Ian Vanderhook of Bordeaux Ltd was disqualified following an investigation by The Insolvency Service.
The company took in more than £23m from investors between October 2008 and November 2011, of which just £4.5m was used to purchase wine stock.
Bordeaux UK entered into creditors’ liquidation on 30 November 2011, with debts of over £10m but with only £1.7 million worth of wine available.
Vanderhook had failed to keep adequate books and records for three companies – Bordeaux UK Limited, Van Der Hook Management Limited and Van Der Hook Consultancy Limited.
David Brooks, a chief examiner for The Insolvency Service, said: “This case serves as an example of why companies must keep accounting records and make them available to the liquidator or administrator.
“Without the books or records, costs in the liquidation have increased and what happened to a large amount of investor’s money cannot be explained.”
Of the remaining £19m taken in by the company, £13m could not be explained or accounted for as business-related, due to the lack of accounting records.
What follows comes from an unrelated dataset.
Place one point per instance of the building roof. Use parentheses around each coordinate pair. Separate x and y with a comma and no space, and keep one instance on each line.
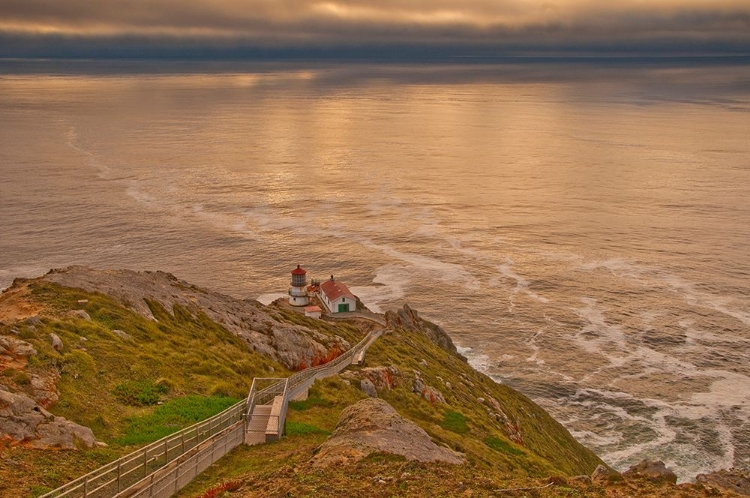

The investigation found Vanderhook “benefitted” from £2m of the money invested in Bordeaux UK.
Liquidator Nedim Ailyan called the case “mismanagement on a colossal scale”. He said: “In my experience the books and records were completely inadequate and we were unable to ascertain the level of creditors due to deficiencies within them.
“There were no financial records available to us that would have helped us to formulate a statement of affairs or to reconcile individuals’ accounts and on average it was taking at least a day to reconcile each individual’s account due to the volume of sales.”